There was a burst of optimism beginning Dec. 28, when government troops, with Ethiopian firepower behind them, marched into Mogadishu and planted the hope that the anarchy was ending. Cheering crowds poured into ruined streets. Aid experts in Nairobi circulated ambitious reconstruction plans. Ethiopian and American officials, who had worked together to overthrow the Islamists, breathed a mutual sigh of relief.
But what has happened in the past few weeks has killed that mood. A deadly insurgency has started, beginning with a few clans connected to the Islamists and now expanding to several more. Many government troops refuse to get involved. “We’re not going out there,” said Dahir Hassan, a police captain, from the confines of his police station. “If we get hurt, who’s going to take care of us?”
All analysts agree that the violence will continue and probably intensify unless the government reconciles with clan leaders, who control, as much as anyone controls, what happens in Somalia.

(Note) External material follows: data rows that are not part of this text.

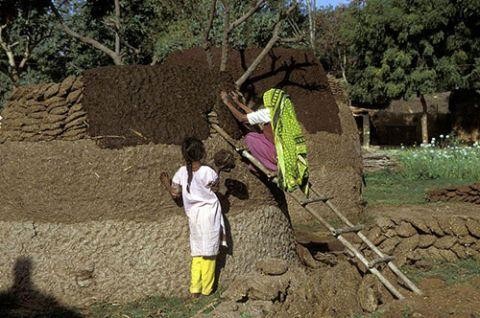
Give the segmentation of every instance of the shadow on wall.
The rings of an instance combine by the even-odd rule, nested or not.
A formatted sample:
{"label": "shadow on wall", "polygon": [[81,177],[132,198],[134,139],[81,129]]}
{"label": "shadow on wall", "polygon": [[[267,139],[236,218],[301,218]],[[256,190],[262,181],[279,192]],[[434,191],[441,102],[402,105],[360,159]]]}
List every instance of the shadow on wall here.
{"label": "shadow on wall", "polygon": [[[422,143],[421,113],[395,114],[381,110],[371,117],[370,138],[373,145],[411,146]],[[362,131],[362,118],[356,117]],[[450,114],[428,114],[428,134],[431,137],[448,135],[452,131]],[[363,137],[363,136],[361,136]],[[363,138],[361,138],[363,141]]]}
{"label": "shadow on wall", "polygon": [[35,288],[32,283],[32,260],[19,257],[14,266],[14,281],[9,290],[0,293],[2,318],[80,318],[75,310],[60,305],[54,297]]}
{"label": "shadow on wall", "polygon": [[[342,134],[338,106],[330,92],[322,66],[313,56],[301,52],[295,57],[282,50],[272,50],[241,87],[248,101],[261,105],[262,94],[269,88],[284,89],[294,96],[299,121],[311,133],[320,131]],[[245,51],[240,51],[243,70],[248,68]]]}
{"label": "shadow on wall", "polygon": [[464,141],[480,140],[480,91],[452,91],[448,102],[456,135]]}

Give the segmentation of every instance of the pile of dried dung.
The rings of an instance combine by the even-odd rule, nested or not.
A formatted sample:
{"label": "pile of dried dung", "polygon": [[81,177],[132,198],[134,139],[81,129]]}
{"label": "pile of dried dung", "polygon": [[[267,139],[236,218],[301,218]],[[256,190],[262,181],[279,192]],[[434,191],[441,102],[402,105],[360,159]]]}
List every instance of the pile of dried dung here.
{"label": "pile of dried dung", "polygon": [[[86,71],[82,81],[68,77],[60,84],[20,88],[2,114],[4,139],[73,140],[85,137],[86,130],[106,148],[180,144],[188,136],[210,135],[207,114],[212,110],[219,125],[240,138],[242,131],[219,92],[234,90],[235,79],[260,51],[231,51],[222,73],[218,65],[210,68],[205,52],[195,48],[172,54],[161,65],[108,66]],[[219,62],[220,50],[212,53]],[[272,87],[290,94],[307,132],[342,132],[325,72],[312,54],[272,50],[241,90],[260,105]]]}
{"label": "pile of dried dung", "polygon": [[480,183],[436,189],[427,193],[428,201],[460,201],[480,204]]}
{"label": "pile of dried dung", "polygon": [[0,142],[77,140],[85,137],[81,78],[16,88],[1,113]]}
{"label": "pile of dried dung", "polygon": [[107,148],[180,144],[187,136],[206,139],[207,113],[219,99],[217,87],[232,85],[228,81],[206,63],[188,60],[88,70],[82,102],[89,114],[88,134]]}

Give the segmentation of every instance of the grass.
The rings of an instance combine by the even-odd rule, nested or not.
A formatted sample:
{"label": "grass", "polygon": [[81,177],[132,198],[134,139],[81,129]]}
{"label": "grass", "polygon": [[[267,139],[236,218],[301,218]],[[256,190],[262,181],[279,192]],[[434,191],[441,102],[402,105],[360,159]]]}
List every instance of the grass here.
{"label": "grass", "polygon": [[220,292],[198,300],[183,298],[149,297],[140,301],[116,304],[95,304],[85,312],[92,318],[188,318],[199,311],[211,312],[219,303]]}
{"label": "grass", "polygon": [[363,197],[371,205],[424,204],[425,193],[430,189],[475,181],[456,178],[410,179],[399,172],[385,170],[365,175],[366,187]]}
{"label": "grass", "polygon": [[422,204],[433,188],[463,185],[480,180],[480,143],[461,145],[440,136],[423,147],[385,150],[400,167],[365,176],[364,198],[370,204]]}
{"label": "grass", "polygon": [[409,266],[404,267],[403,270],[416,283],[425,278],[437,277],[451,285],[479,277],[480,262],[469,258],[455,263],[435,263],[429,270]]}
{"label": "grass", "polygon": [[480,143],[472,146],[458,142],[432,143],[419,148],[394,150],[391,154],[400,162],[400,173],[407,179],[480,179]]}

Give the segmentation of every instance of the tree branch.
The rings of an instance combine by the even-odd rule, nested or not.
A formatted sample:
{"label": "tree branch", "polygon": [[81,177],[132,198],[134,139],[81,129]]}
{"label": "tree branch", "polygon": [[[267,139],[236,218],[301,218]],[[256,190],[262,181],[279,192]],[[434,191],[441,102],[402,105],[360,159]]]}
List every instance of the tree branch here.
{"label": "tree branch", "polygon": [[28,59],[30,58],[30,36],[27,35],[27,43],[25,44],[25,51],[23,52],[23,58],[20,61],[20,64],[18,64],[18,68],[22,70],[25,65],[28,62]]}
{"label": "tree branch", "polygon": [[275,27],[273,28],[272,37],[268,41],[265,48],[260,52],[260,54],[255,58],[255,60],[250,64],[248,69],[243,73],[243,75],[235,82],[237,88],[240,88],[243,83],[250,77],[250,75],[255,71],[258,67],[260,62],[265,58],[265,56],[270,52],[272,47],[275,43],[280,39],[280,31],[282,29],[283,21],[293,12],[293,10],[297,7],[297,2],[293,2],[292,5],[287,9],[285,12],[281,12],[278,21],[275,23]]}
{"label": "tree branch", "polygon": [[207,26],[207,31],[205,32],[205,40],[203,45],[205,54],[207,54],[207,63],[210,68],[213,67],[212,52],[210,50],[212,47],[212,42],[210,41],[210,32],[213,27],[213,20],[215,19],[216,12],[217,12],[217,0],[212,0],[212,4],[210,7],[210,18],[208,19],[208,26]]}
{"label": "tree branch", "polygon": [[52,1],[50,1],[50,9],[52,10],[53,14],[55,15],[55,17],[58,19],[59,23],[60,23],[60,26],[62,27],[62,29],[65,31],[65,33],[67,33],[68,35],[70,35],[71,37],[73,38],[76,38],[78,39],[80,42],[83,42],[85,44],[88,44],[100,51],[102,51],[103,53],[105,53],[106,55],[108,55],[112,60],[113,62],[116,64],[116,65],[123,65],[123,60],[122,60],[122,57],[117,54],[116,52],[112,51],[111,49],[109,49],[108,47],[106,47],[105,45],[101,44],[100,42],[98,42],[97,40],[95,39],[92,39],[90,37],[87,37],[87,36],[83,36],[75,31],[73,31],[72,29],[70,29],[66,24],[65,24],[65,21],[63,20],[63,17],[62,15],[60,14],[60,12],[58,12],[57,10],[57,7],[55,6],[55,4],[53,4]]}
{"label": "tree branch", "polygon": [[[2,49],[5,51],[5,54],[8,57],[8,64],[10,67],[15,67],[15,56],[13,55],[12,51],[12,45],[9,45],[4,39],[3,39],[3,30],[7,27],[7,24],[1,25],[0,26],[0,46]],[[13,46],[17,45],[18,42],[14,43]]]}
{"label": "tree branch", "polygon": [[230,28],[228,30],[228,32],[232,32],[233,29],[235,29],[236,27],[238,27],[240,24],[242,24],[243,22],[245,22],[248,18],[250,18],[255,12],[257,12],[261,7],[263,7],[263,5],[267,3],[266,0],[257,0],[255,3],[252,4],[252,7],[250,8],[250,10],[247,11],[247,13],[245,13],[243,16],[241,16],[240,18],[238,18],[237,20],[233,21],[231,24],[230,24]]}
{"label": "tree branch", "polygon": [[[5,51],[5,54],[7,55],[8,65],[9,65],[8,76],[10,77],[14,85],[16,85],[16,83],[18,83],[18,81],[20,80],[20,76],[18,74],[17,64],[15,62],[15,55],[13,54],[12,45],[9,45],[3,39],[3,30],[6,27],[7,27],[7,24],[0,26],[0,46],[2,47],[2,49]],[[18,43],[14,43],[14,46],[17,44]]]}

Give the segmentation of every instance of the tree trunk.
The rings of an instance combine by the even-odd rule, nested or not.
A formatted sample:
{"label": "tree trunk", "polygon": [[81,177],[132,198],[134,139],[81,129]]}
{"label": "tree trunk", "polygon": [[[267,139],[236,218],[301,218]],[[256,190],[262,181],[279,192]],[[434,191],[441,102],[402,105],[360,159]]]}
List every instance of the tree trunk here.
{"label": "tree trunk", "polygon": [[115,54],[120,56],[120,0],[115,0]]}
{"label": "tree trunk", "polygon": [[316,1],[314,0],[307,0],[307,9],[308,9],[308,23],[310,29],[310,46],[313,50],[313,54],[317,55],[317,50],[315,47],[315,37],[316,37],[316,30],[315,30],[315,10],[316,10]]}
{"label": "tree trunk", "polygon": [[215,14],[217,12],[217,0],[212,0],[211,6],[210,6],[210,18],[208,19],[208,26],[207,26],[207,31],[205,32],[205,41],[203,48],[205,50],[205,54],[207,55],[207,63],[208,67],[213,68],[213,57],[212,57],[212,43],[210,41],[210,32],[213,27],[213,20],[215,19]]}
{"label": "tree trunk", "polygon": [[230,33],[230,6],[228,0],[222,0],[224,16],[223,16],[223,39],[222,39],[222,57],[220,61],[220,71],[227,69],[228,61],[228,34]]}
{"label": "tree trunk", "polygon": [[0,47],[4,50],[5,55],[7,56],[8,66],[6,67],[7,75],[12,81],[13,86],[18,86],[20,82],[20,73],[23,71],[25,67],[28,57],[29,57],[29,46],[27,44],[27,48],[25,51],[25,56],[20,62],[20,66],[17,66],[17,61],[15,59],[15,54],[13,52],[12,47],[18,44],[9,44],[6,40],[3,39],[3,30],[6,29],[7,24],[0,26]]}
{"label": "tree trunk", "polygon": [[347,54],[340,53],[340,49],[338,49],[338,57],[340,58],[340,69],[342,70],[342,78],[346,84],[347,81],[347,73],[345,72],[345,68],[347,67]]}
{"label": "tree trunk", "polygon": [[422,103],[422,119],[421,119],[421,126],[422,126],[422,144],[428,144],[428,107],[427,101],[425,100],[425,96],[420,94],[420,102]]}

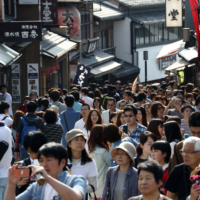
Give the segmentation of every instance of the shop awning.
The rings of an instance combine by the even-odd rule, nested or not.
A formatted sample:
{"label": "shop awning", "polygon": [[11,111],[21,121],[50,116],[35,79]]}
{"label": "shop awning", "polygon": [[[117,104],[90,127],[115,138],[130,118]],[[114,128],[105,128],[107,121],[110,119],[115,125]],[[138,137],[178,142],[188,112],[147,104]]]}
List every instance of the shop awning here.
{"label": "shop awning", "polygon": [[116,78],[121,78],[130,74],[139,73],[139,71],[140,69],[138,67],[135,67],[130,63],[123,62],[121,68],[112,72],[112,74],[115,75]]}
{"label": "shop awning", "polygon": [[11,65],[21,54],[0,43],[0,67]]}
{"label": "shop awning", "polygon": [[115,0],[126,7],[134,7],[134,8],[144,8],[144,7],[153,7],[165,5],[165,0]]}
{"label": "shop awning", "polygon": [[93,3],[93,15],[101,21],[120,20],[125,17],[124,13],[99,3]]}
{"label": "shop awning", "polygon": [[59,58],[77,46],[77,43],[70,41],[67,37],[46,30],[42,32],[41,44],[42,54],[52,58]]}
{"label": "shop awning", "polygon": [[165,22],[165,11],[151,11],[134,13],[130,15],[131,19],[140,24],[155,24],[158,22]]}
{"label": "shop awning", "polygon": [[94,55],[91,55],[90,57],[82,56],[82,64],[84,64],[86,67],[94,67],[99,64],[103,64],[105,62],[108,62],[110,60],[114,59],[113,55],[110,55],[108,53],[104,53],[102,51],[95,51]]}
{"label": "shop awning", "polygon": [[178,55],[191,63],[198,59],[198,50],[196,47],[192,47],[182,50]]}
{"label": "shop awning", "polygon": [[186,60],[180,59],[180,60],[176,61],[175,63],[173,63],[172,65],[170,65],[169,67],[165,68],[165,71],[178,69],[178,68],[184,67],[188,64],[189,64],[189,62],[187,62]]}
{"label": "shop awning", "polygon": [[121,66],[121,63],[115,61],[109,61],[97,67],[91,69],[90,74],[93,74],[94,77],[102,76],[108,74],[113,70],[118,69]]}
{"label": "shop awning", "polygon": [[157,62],[163,58],[167,58],[178,54],[180,51],[184,49],[184,47],[185,47],[185,42],[183,42],[183,40],[165,45],[159,52],[158,56],[156,57]]}

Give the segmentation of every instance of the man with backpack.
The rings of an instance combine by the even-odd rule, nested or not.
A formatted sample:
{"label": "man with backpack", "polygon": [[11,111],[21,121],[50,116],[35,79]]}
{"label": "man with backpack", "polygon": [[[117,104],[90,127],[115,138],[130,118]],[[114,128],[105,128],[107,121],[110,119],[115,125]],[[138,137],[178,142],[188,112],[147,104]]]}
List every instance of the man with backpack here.
{"label": "man with backpack", "polygon": [[24,136],[30,131],[44,130],[44,123],[42,119],[36,116],[37,104],[30,101],[27,104],[28,114],[19,119],[17,126],[17,135],[15,141],[15,160],[19,158],[23,160],[28,157],[27,151],[23,148]]}
{"label": "man with backpack", "polygon": [[8,115],[10,105],[6,101],[0,102],[0,121],[4,121],[7,127],[10,127],[13,120]]}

But so far, there’s been very little of that. Instead of reaching out to truly influential figures, analysts say the government has picked ministers not because they have any substantial support among their clans but because they will do the government’s bidding. The result is an increasingly isolated, authoritarian and unpopular government in which the transitional president, Abdullahi Yusuf Ahmed, is accused of behaving more like a clan warlord — which he was — than a national leader.
“Where this government is heading is so far from where the international community wants it to go,” said Ali Iman Sharmarke, one of the owners of the HornAfrik radio station in Mogadishu.
A common complaint is that the transitional government — transitional being the operative word — is not working itself out of a job as promised. Donor nations agreed to pay the salaries of Somali officials with the understanding that those men and handful of women would shepherd the country to democratic elections in 2009. But there has been almost no progress toward setting up an election commission, let alone taking a census. Many Somalis say they would be more inclined to support, or at least tolerate, the transitional government if they thought it was indeed transitional.
To be fair, ruling Somalia, which has not had a functioning central government since 1991, is no easy task. Thirteen previous governments have been formed and 13 previous governments have failed.
Abdirahman Dinari, the government’s chief spokesman, said the criticism about the government’s selection of ministers was just an excuse. “These people wouldn’t be happy with anyone in power,” he said, conceding that the government, on its own, did not have the skills to pull the country together. “We need help.”
But Mr. Dinari said help had been slow to arrive, partly because international organizations were spending millions of dollars on a staff based in Kenya, which is deemed a much safer place to work, instead of investing those resources in Somalia.
But many say that argument rings hollow. Security in Somalia does not depend on foreign troops or foreign aid. At least, it never has. In the early 1990s, the United States and the United Nations poured hundreds of millions of dollars into stabilizing Somalia and they failed notoriously, leaving the country as capriciously violent and hopeless as ever.
Then along came the Islamists, who during their six-month reign last year pacified the hornet’s nest of Mogadishu by persuading clans to voluntarily disarm their militias and persuading Somalis, most of whom are Sunni Muslims, to buy into their Islam-is-the-answer solution.
One Western diplomat laughed when asked if a modest force of peacekeepers — the African Union is proposing around 8,000 — could deliver the level of stability that the Islamists had delivered on their own.
“No way,” he said, speaking anonymously under diplomatic rules. “And the government’s urgency for peacekeepers shows you just how badly they’ve done with reconciliation.”